Keras: Doesn't work with cudnn v7.1.1.5

Created on 6 Mar 2018 · 21Comments · Source: keras-team/keras

Hi, I have updated nvidia-cuda 9.0 container, which now uses CUDNN_VERSION 7.1.1.5.
Now when I try to run keras from keras Docker I have an error:

E tensorflow/stream_executor/cuda/cuda_dnn.cc:378] Loaded runtime CuDNN library: 7101 (compatibility version 7100) but source was compiled with 7004 (compatibility version 7000). If using a binary install, upgrade your CuDNN library to match. If building from sources, make sure the library loaded at runtime matches a compatible version specified during compile configuration.

Tensorflow version: 1.6.0
Keras version: 2.1.4

Which source was compiled with 7004 version? How can I recompile it?

Source

taneta

👍4 ❤1

Most helpful comment

My env:windows-10 64 bit +python 3.5+ visual studio 2017 community + cuda toolkit 9.0+cuDNN v7.1.1 (Feb 28, 2018), for CUDA 9.0+tensorflow 1.6-gpu
My failure is

2018-03-13 20:44:03.100572: E C:\tf_jenkins\workspace\rel-win\M\windows-gpu\PY\35\tensorflow\stream_executor\cuda\cuda_dnn.cc:378] Loaded runtime CuDNN library: 7101 (compatibility version 7100) but source was compiled with 7003 (compatibility version 7000).  If using a binary install, upgrade your CuDNN library to match.  If building from sources, make sure the library loaded at runtime matches a compatible version specified during compile configuration.
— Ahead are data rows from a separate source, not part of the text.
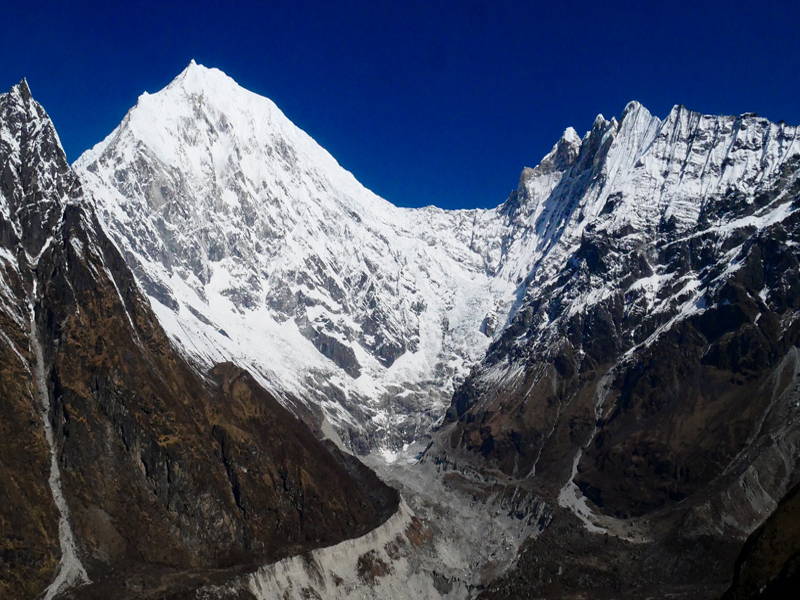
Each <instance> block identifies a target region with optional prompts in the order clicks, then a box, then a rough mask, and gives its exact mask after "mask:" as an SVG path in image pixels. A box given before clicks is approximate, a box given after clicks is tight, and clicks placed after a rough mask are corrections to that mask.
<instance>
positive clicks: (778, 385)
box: [442, 103, 800, 535]
mask: <svg viewBox="0 0 800 600" xmlns="http://www.w3.org/2000/svg"><path fill="white" fill-rule="evenodd" d="M541 176H542V174H541V167H537V169H534V170H531V171H529V172H528V174H527V175H526V174H523V182H522V185H521V194H520V195H521V196H523V198H522V199H521V200H520V206H526V205H527V203H528V202H529V201H530V198H531V196H532V194H530V193H527V189H528V187H527V186H528V181H532V182H535V181H536V180H537V179H539V178H541ZM547 203H553V204H554V205H555V206H557V207H558V210H562V211H563V212H562V215H561V216H560V217H558V218H557V219H555V220H554V219H549V220H547V221H546V223H547V226H549V227H561V228H562V233H561V234H560V235H556V236H552V237H551V239H553V240H554V243H553V245H552V246H551V247H550V248H549V250H548V251H547V252H546V253H545V254H544V255H543V257H542V259H541V261H540V262H539V263H538V264H537V265H536V266H535V268H534V269H533V270H532V271H531V273H530V274H529V284H528V286H527V288H526V291H525V295H524V297H523V298H522V300H521V302H520V304H519V307H518V309H517V311H516V312H515V314H514V315H513V316H512V318H511V320H510V322H509V323H508V326H507V327H506V329H505V331H503V332H502V333H501V334H500V336H498V338H497V339H496V341H495V343H493V344H492V346H491V347H490V349H489V352H488V354H487V357H486V358H485V359H484V361H482V363H481V365H480V366H479V367H478V368H476V370H475V371H473V373H472V374H471V375H470V377H469V378H468V380H467V381H466V382H465V384H464V386H463V387H462V388H460V389H459V391H458V392H457V393H456V396H455V401H454V405H453V410H452V411H451V412H450V413H449V417H450V418H451V419H452V421H453V422H452V424H451V425H449V426H448V427H446V428H445V429H444V431H443V434H442V437H443V438H444V437H445V434H446V437H447V440H446V442H445V445H446V446H449V448H448V449H447V450H446V452H448V453H450V452H452V451H453V450H454V449H455V448H463V449H466V450H469V451H473V452H477V451H479V452H480V453H481V454H482V457H481V460H482V461H488V462H489V463H490V464H492V465H493V466H495V467H499V468H500V469H501V470H502V471H504V472H505V473H506V474H507V475H509V476H512V477H515V478H522V479H532V480H534V481H536V482H537V483H538V486H539V489H540V490H541V491H542V493H543V494H544V495H545V496H546V497H549V498H550V499H553V500H558V502H559V503H560V504H561V505H562V506H567V507H570V508H572V509H574V510H575V511H576V512H577V513H578V514H579V515H581V516H582V517H583V518H585V519H586V518H588V517H592V509H590V508H589V506H593V507H594V509H595V510H597V511H598V512H599V513H602V512H605V515H606V516H608V515H616V516H630V515H637V516H642V515H646V514H647V513H648V512H649V511H652V510H656V509H660V508H663V507H671V506H673V505H675V504H676V503H677V502H679V501H682V500H684V499H686V498H689V497H692V498H693V501H695V502H698V503H699V502H701V500H700V498H703V499H704V500H705V501H707V502H708V504H707V505H705V506H704V507H703V508H702V509H698V513H697V515H696V518H695V520H693V521H692V522H691V523H692V525H691V527H693V528H695V529H694V531H699V530H700V529H702V528H704V527H707V528H709V529H711V530H713V531H715V535H716V534H717V533H720V532H722V530H723V529H725V528H726V527H727V528H729V529H730V531H726V532H725V535H728V534H730V532H731V531H732V532H734V533H733V534H732V535H744V534H746V533H748V532H749V530H751V529H752V528H753V527H755V526H756V525H757V524H758V523H759V522H760V519H761V518H762V517H761V515H762V514H763V512H764V511H765V510H768V509H770V508H772V507H774V502H775V500H776V499H777V498H779V497H780V496H782V495H783V494H784V493H785V491H786V489H787V486H788V485H789V484H790V483H791V482H792V481H793V480H794V479H795V478H796V477H797V474H798V472H800V463H799V462H798V460H797V456H798V454H797V452H798V447H800V415H798V413H797V410H796V408H797V401H798V397H799V396H798V389H800V379H798V371H797V368H796V352H797V347H796V346H797V344H798V341H799V339H798V331H797V327H796V323H797V320H798V316H800V302H798V298H800V296H798V294H800V279H798V256H797V246H798V243H800V212H798V209H799V208H800V131H799V130H798V128H797V127H791V126H788V125H786V124H783V123H780V124H774V123H770V122H769V121H768V120H766V119H762V118H759V117H757V116H755V115H743V116H741V117H715V116H707V115H701V114H698V113H694V112H691V111H689V110H687V109H685V108H683V107H680V106H678V107H675V108H674V109H673V110H672V111H671V112H670V114H669V115H668V116H667V118H666V119H664V120H663V121H662V120H660V119H658V118H656V117H653V116H652V115H650V114H649V113H648V112H647V110H646V109H645V108H644V107H642V106H641V105H639V104H638V103H631V104H629V105H628V106H627V107H626V109H625V111H624V113H623V115H622V117H621V119H620V121H619V122H617V121H616V120H612V121H606V120H605V119H602V118H600V117H598V119H597V121H596V122H595V124H594V127H593V129H592V131H591V132H590V133H589V134H588V135H587V136H586V137H585V138H584V139H583V141H582V143H581V146H580V151H579V152H578V154H577V156H576V157H575V158H574V160H573V162H572V163H571V165H570V167H569V169H568V170H567V171H566V172H565V173H564V175H563V176H562V177H561V179H560V181H559V184H558V186H557V187H556V188H554V190H553V192H552V194H551V195H550V196H549V197H548V199H547V200H546V201H545V204H547ZM773 440H779V443H777V444H775V445H773ZM709 456H713V458H712V459H709V458H708V457H709ZM725 478H729V479H725ZM759 480H760V482H759ZM712 483H713V485H715V486H717V487H716V488H715V489H716V490H717V491H715V492H714V495H712V496H708V495H706V494H710V493H711V491H710V490H711V487H710V486H711V484H712ZM754 486H755V487H754ZM753 489H757V490H758V492H757V493H755V492H753V491H752V490H753ZM719 490H723V491H724V493H723V492H720V491H719ZM582 492H583V493H582ZM717 494H718V495H717ZM731 498H735V500H731ZM587 500H591V501H592V502H593V503H594V504H588V505H587ZM688 506H690V502H688V501H686V502H684V504H683V508H684V509H687V507H688ZM600 508H603V509H604V510H599V509H600ZM712 513H713V514H714V515H717V517H713V518H709V514H712ZM719 514H722V515H724V517H719V518H718V515H719ZM661 518H662V520H663V515H662V517H661ZM592 519H594V517H592ZM594 522H595V523H601V522H602V523H606V524H608V521H607V520H604V518H603V517H602V516H598V517H597V518H596V519H594ZM723 522H724V524H725V525H724V526H723V525H721V524H720V523H723ZM701 523H702V525H700V524H701ZM587 525H589V527H590V528H591V527H593V526H594V525H593V524H592V523H589V522H588V521H587ZM715 528H720V529H719V530H717V529H715ZM720 534H721V535H722V533H720Z"/></svg>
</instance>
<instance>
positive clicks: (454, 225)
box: [76, 64, 579, 452]
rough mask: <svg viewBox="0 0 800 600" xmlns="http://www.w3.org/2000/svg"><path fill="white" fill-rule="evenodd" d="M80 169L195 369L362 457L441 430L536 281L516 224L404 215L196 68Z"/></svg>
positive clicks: (142, 100)
mask: <svg viewBox="0 0 800 600" xmlns="http://www.w3.org/2000/svg"><path fill="white" fill-rule="evenodd" d="M573 138H577V136H575V135H574V133H573V136H572V138H570V139H568V140H566V141H565V142H564V143H563V144H562V145H561V146H559V148H561V149H560V150H559V151H558V152H557V153H556V154H555V155H554V157H553V159H552V161H551V162H552V169H558V168H561V166H562V163H563V162H564V161H565V160H570V158H569V157H570V156H571V154H570V153H571V152H573V153H574V151H575V145H574V142H575V140H574V139H573ZM578 141H579V140H578ZM562 147H563V148H562ZM565 157H566V158H565ZM573 158H574V157H573ZM76 168H77V170H78V172H79V173H80V176H81V178H82V180H83V182H84V185H85V187H86V188H87V190H89V191H90V192H91V194H92V196H93V197H94V199H95V201H96V203H97V206H98V213H99V214H100V215H101V220H102V221H103V222H104V224H105V226H106V227H107V230H108V232H109V234H110V235H111V236H112V238H113V239H114V240H115V242H116V243H117V244H118V245H119V246H120V248H122V249H123V252H124V254H125V257H126V260H127V261H128V262H129V264H131V265H132V268H133V270H134V273H135V275H136V277H137V280H138V281H139V282H140V284H141V286H142V287H143V289H145V290H146V291H147V294H148V295H149V297H150V300H151V302H152V303H153V307H154V310H155V312H156V314H157V316H158V318H159V319H160V321H161V323H162V325H163V326H164V328H165V329H166V330H167V332H168V333H169V334H170V335H171V336H172V337H173V339H175V340H176V341H177V342H178V343H179V344H180V345H181V346H182V347H183V349H184V351H185V353H186V354H187V355H189V356H190V357H191V358H192V360H194V361H197V362H199V363H201V364H204V365H211V364H213V363H215V362H220V361H223V360H230V361H233V362H235V363H236V364H239V365H241V366H243V367H246V368H248V370H250V371H251V372H253V374H254V375H255V376H256V377H258V378H259V379H260V380H261V381H262V382H263V383H264V384H265V385H267V386H270V387H271V389H273V390H274V391H275V392H276V394H277V395H279V396H280V397H282V398H284V397H287V396H293V397H296V398H298V399H299V400H300V401H302V402H305V403H306V405H307V406H309V407H312V409H313V412H315V413H317V420H319V419H321V417H322V416H324V417H326V418H327V420H328V421H329V422H330V423H331V424H332V425H333V427H334V428H335V429H336V430H337V431H338V433H339V435H340V436H341V437H342V439H343V440H344V441H345V443H346V444H347V445H349V446H350V447H351V448H353V449H355V450H358V451H360V452H366V451H369V450H371V449H374V448H375V447H376V446H377V447H388V448H392V449H397V448H398V447H400V446H402V445H403V444H404V443H407V442H411V441H413V440H415V439H417V438H419V437H420V436H421V435H424V434H425V433H427V432H428V431H429V430H430V429H431V427H432V426H433V424H434V423H435V422H436V421H437V420H438V419H439V418H440V417H441V416H442V415H443V414H444V412H445V410H446V409H447V406H448V405H449V402H450V397H451V396H452V393H453V390H454V387H455V385H457V384H458V383H459V382H460V381H462V380H463V378H464V377H465V376H466V375H467V373H468V372H469V369H470V368H471V367H472V365H474V364H475V363H476V362H478V361H479V360H480V359H481V358H483V356H484V354H485V351H486V349H487V347H488V345H489V342H490V338H488V337H487V336H486V334H485V332H486V331H487V330H486V328H485V327H484V328H483V331H482V330H481V329H482V328H481V323H482V322H483V321H484V319H485V318H486V317H487V315H489V314H491V315H493V319H495V320H496V321H497V322H498V323H499V325H498V327H502V324H503V323H504V322H505V319H506V316H507V315H508V312H509V310H510V309H511V308H512V306H513V304H514V301H515V300H516V289H517V287H518V284H519V283H520V282H522V281H523V279H524V277H525V275H526V274H527V272H528V270H529V264H528V260H529V258H530V257H529V252H527V251H526V250H525V245H526V243H527V238H522V237H519V236H518V235H517V234H519V233H520V232H521V230H520V228H519V223H518V221H519V220H520V219H521V218H522V217H520V215H519V214H517V213H516V212H515V213H514V214H511V211H510V210H508V211H505V212H501V211H498V210H492V211H483V210H477V211H443V210H439V209H436V208H433V207H428V208H424V209H420V210H407V209H400V208H397V207H395V206H392V205H391V204H389V203H388V202H386V201H385V200H383V199H381V198H378V197H377V196H375V195H374V194H372V193H371V192H369V191H368V190H366V189H364V188H363V187H362V186H361V185H360V184H359V183H358V182H357V181H356V180H355V179H354V178H353V176H352V175H351V174H350V173H348V172H347V171H345V170H344V169H342V168H341V167H340V166H339V165H338V164H337V163H336V161H335V160H334V159H333V157H331V156H330V155H329V154H328V153H327V152H325V150H323V149H322V148H320V147H319V146H318V145H317V144H316V143H315V142H314V141H313V140H312V139H311V138H309V136H308V135H306V134H305V133H304V132H302V131H300V130H299V129H298V128H297V127H295V126H294V125H293V124H292V123H291V122H290V121H289V120H288V119H287V118H286V117H285V116H284V115H283V114H282V113H281V112H280V110H278V108H277V107H276V106H275V105H274V104H273V103H272V102H271V101H269V100H268V99H266V98H263V97H259V96H256V95H255V94H252V93H250V92H248V91H247V90H244V89H242V88H241V87H239V86H238V85H236V83H235V82H234V81H233V80H231V79H230V78H228V77H227V76H225V75H224V74H223V73H221V72H219V71H217V70H216V69H206V68H205V67H202V66H199V65H195V64H192V65H190V66H189V68H187V69H186V71H184V72H183V73H182V74H181V75H179V76H178V77H177V78H176V79H175V80H174V81H173V82H172V83H171V84H170V85H169V86H168V87H167V88H165V89H164V90H162V91H160V92H159V93H157V94H153V95H143V96H142V97H140V98H139V101H138V103H137V105H136V106H135V107H134V108H133V109H131V111H130V112H129V113H128V115H127V116H126V117H125V119H124V120H123V122H122V123H121V124H120V126H119V127H118V128H117V129H116V130H115V131H114V132H113V133H112V134H111V135H110V136H109V137H108V138H107V139H106V140H105V141H103V142H102V143H101V144H98V145H97V146H96V147H95V148H93V149H92V150H90V151H88V152H87V153H86V154H84V155H83V156H82V157H81V158H80V159H79V160H78V161H77V162H76ZM521 212H522V213H524V209H523V210H522V211H521ZM515 236H516V237H515ZM490 328H491V327H490ZM490 335H491V334H490ZM265 346H266V348H265Z"/></svg>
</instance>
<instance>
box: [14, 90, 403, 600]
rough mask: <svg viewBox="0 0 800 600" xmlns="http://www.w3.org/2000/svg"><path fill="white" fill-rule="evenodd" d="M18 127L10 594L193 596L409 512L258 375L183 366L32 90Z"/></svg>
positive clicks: (129, 595) (21, 108)
mask: <svg viewBox="0 0 800 600" xmlns="http://www.w3.org/2000/svg"><path fill="white" fill-rule="evenodd" d="M0 129H2V131H3V138H2V142H0V165H1V166H2V179H1V180H0V185H1V186H2V198H0V200H1V201H2V205H3V207H4V209H5V210H3V211H2V212H1V213H0V242H2V244H1V246H2V255H1V256H0V276H1V277H2V282H3V286H2V288H0V299H1V300H2V302H0V330H1V332H2V343H0V353H2V354H1V358H2V363H0V365H1V366H0V407H2V419H0V427H2V431H1V433H2V442H0V465H1V468H0V482H2V502H0V525H2V529H1V530H0V531H2V534H1V537H0V556H1V557H2V560H0V596H1V597H2V598H4V599H6V598H7V599H9V600H12V599H17V598H20V599H22V598H35V597H40V596H42V595H45V596H46V597H47V598H51V597H53V595H54V594H57V593H58V592H59V591H60V590H61V589H64V590H66V589H67V588H68V587H69V586H72V585H78V587H75V588H73V591H69V592H67V594H68V595H69V596H70V597H76V598H83V597H85V598H109V597H114V598H126V597H131V598H133V597H136V598H139V597H141V598H145V597H148V598H149V597H154V598H155V597H159V598H160V597H169V596H170V595H171V594H178V593H188V591H191V589H194V588H196V587H199V586H200V585H203V584H205V583H208V582H210V581H215V580H219V579H220V578H221V577H223V576H227V575H226V573H227V571H226V570H230V569H232V570H233V571H234V572H238V571H241V570H243V569H247V568H255V566H257V565H259V564H263V563H264V562H268V561H273V560H276V559H280V558H282V557H284V556H287V555H291V554H296V553H299V552H302V551H305V550H308V549H311V548H315V547H319V546H327V545H331V544H335V543H337V542H339V541H342V540H345V539H349V538H352V537H356V536H359V535H362V534H364V533H366V532H367V531H370V530H371V529H374V528H375V527H376V526H378V525H379V524H380V523H382V522H383V521H385V520H386V519H387V518H388V517H389V516H390V515H391V514H393V513H394V511H395V510H396V508H397V506H398V496H397V494H396V493H395V492H394V491H393V490H391V489H390V488H388V487H387V486H385V485H384V484H382V483H381V482H380V481H379V480H378V479H377V477H376V476H375V475H374V474H373V473H372V472H370V471H369V470H367V469H366V468H365V467H362V466H361V465H360V464H359V465H356V464H354V463H353V462H352V459H350V458H348V457H346V456H344V455H342V454H341V453H340V452H339V451H338V450H336V449H335V448H329V447H326V446H325V445H323V444H322V443H321V442H319V441H318V440H317V439H316V438H315V437H314V435H313V434H312V433H311V432H310V431H309V430H308V429H307V428H306V427H305V426H304V425H303V424H301V423H300V422H299V421H298V420H297V418H296V417H295V416H294V415H292V414H291V413H289V412H288V411H287V410H286V409H285V408H283V407H282V406H281V405H280V404H279V403H278V402H277V401H276V400H275V399H274V398H273V397H272V396H271V394H270V393H269V392H267V391H265V390H264V389H262V388H261V387H260V386H259V385H258V384H257V383H256V382H255V381H254V380H253V379H252V378H251V377H250V376H249V375H248V374H247V373H246V372H243V371H241V370H240V369H237V368H236V367H234V366H233V365H230V364H223V365H219V366H217V367H216V368H215V369H213V371H212V372H210V373H200V372H198V371H197V370H196V369H195V368H194V367H193V366H192V365H190V364H188V363H187V362H186V361H185V359H183V358H182V357H181V356H180V355H179V354H177V353H176V352H175V351H174V349H173V346H172V345H171V343H170V341H169V340H168V339H167V337H166V336H165V334H164V332H163V331H162V330H161V328H160V326H159V325H158V322H157V320H156V318H155V316H154V315H153V313H152V312H151V310H150V308H149V304H148V302H147V301H146V299H144V298H143V296H141V294H140V292H139V290H138V288H137V286H136V284H135V282H134V279H133V276H132V275H131V273H130V270H129V269H128V267H127V265H126V264H125V262H124V260H123V259H122V257H121V255H120V254H119V252H118V250H117V248H116V247H115V246H114V244H113V243H111V242H110V241H109V239H108V238H107V237H106V235H105V234H104V232H103V229H102V228H101V226H100V225H99V223H98V222H97V220H96V218H95V216H94V213H93V211H92V209H91V208H90V206H89V205H88V204H87V203H86V202H85V201H84V199H83V196H82V191H81V187H80V184H79V182H78V180H77V179H76V177H75V176H74V175H73V173H72V171H71V169H70V167H69V165H68V164H67V162H66V158H65V156H64V154H63V151H62V150H61V147H60V145H59V143H58V139H57V137H56V135H55V132H54V130H53V127H52V124H51V123H50V121H49V119H48V118H47V115H46V114H45V112H44V110H43V109H42V108H41V106H39V105H38V104H37V103H36V102H35V101H34V100H33V99H32V98H31V96H30V92H29V90H28V88H27V84H25V82H23V83H21V84H20V85H18V86H16V87H14V88H13V89H12V90H11V91H10V92H9V93H8V94H4V95H2V96H0ZM43 419H44V421H43ZM48 426H49V427H48ZM50 432H51V433H52V435H51V436H50V438H51V439H48V434H49V433H50ZM51 447H52V449H53V451H54V455H55V460H54V462H53V463H52V467H51V460H50V450H51ZM57 496H62V497H63V500H64V503H63V504H62V505H61V506H58V501H57V500H56V502H55V503H54V498H56V497H57ZM59 521H60V523H59ZM59 578H60V579H59ZM65 578H66V579H65ZM54 580H55V581H56V584H54V585H56V586H58V585H59V584H58V582H59V580H61V581H62V584H61V585H62V587H61V588H58V587H56V588H54V587H53V585H51V582H53V581H54ZM89 581H90V582H91V583H88V582H89ZM80 584H82V585H80ZM48 586H49V587H48Z"/></svg>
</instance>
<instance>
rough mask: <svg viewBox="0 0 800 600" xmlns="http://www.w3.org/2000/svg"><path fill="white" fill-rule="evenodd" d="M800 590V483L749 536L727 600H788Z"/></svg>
mask: <svg viewBox="0 0 800 600" xmlns="http://www.w3.org/2000/svg"><path fill="white" fill-rule="evenodd" d="M798 589H800V485H796V486H794V487H793V488H792V489H791V490H790V491H789V493H788V494H786V496H785V497H784V498H783V499H782V500H781V502H780V504H779V505H778V508H777V509H776V510H775V512H774V513H772V515H771V516H770V517H769V519H767V521H766V523H764V524H763V525H762V526H761V527H759V528H758V529H757V530H756V531H754V532H753V533H752V534H751V535H750V537H749V538H748V539H747V543H746V544H745V545H744V548H743V549H742V552H741V554H740V555H739V558H738V560H737V561H736V574H735V576H734V579H733V585H732V586H731V588H730V589H729V590H728V591H727V592H726V593H725V595H724V596H723V600H745V599H748V600H749V599H752V598H760V599H764V600H767V599H774V600H783V599H786V600H788V599H789V598H794V597H795V596H796V595H797V590H798Z"/></svg>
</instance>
replace Download cuDNN v7.1.1 (Feb 28, 2018), for CUDA 9.0 by cuDNN v7.0.5 (Dec 5, 2017), for CUDA 9.0 is ok.

So new is windows-10 64 bit +python 3.5+ visual studio 2017 community + cuda toolkit 9.0+cuDNN v7.0.5 (Dec 5, 2017), for CUDA 9.0+tensorflow 1.6-gpu

yichudu on 13 Mar 2018

👍10

All 21 comments

It's a problem about versions. You can solve this by installing cuDNN v7.0.x.

zhaoyang10 on 6 Mar 2018

👍5

@zhaoyang10 Yes, I understand that this problem because of cudnn version.
What I don't know is how to refer to nvidia/cuda Docker image with cuDNN v7.0.x.

Keras Dockerfile is built on of top Nvidia container:
ARG cuda_version=9.0
ARG cudnn_version=7
FROM nvidia/cuda:${cuda_version}-cudnn${cudnn_version}-devel

But nvidia/cuda:$9.0-cudnn7-devel container now includes cuDNN v7.1.1.5 version and I don't now how to request the earlier one.

taneta on 6 Mar 2018

👍9

I actually have the same problem as you @taneta. Have you found a solution, yet?

Naxter on 6 Mar 2018

👍5

@taneta I ran into the same problem running nvidia-docker after upgrading to CUDA 9.1 and CUDNN 7.1. Here is how I was able to fix the issue:

As @zhaoyang10 mentioned, you need to downgrade CUDNN.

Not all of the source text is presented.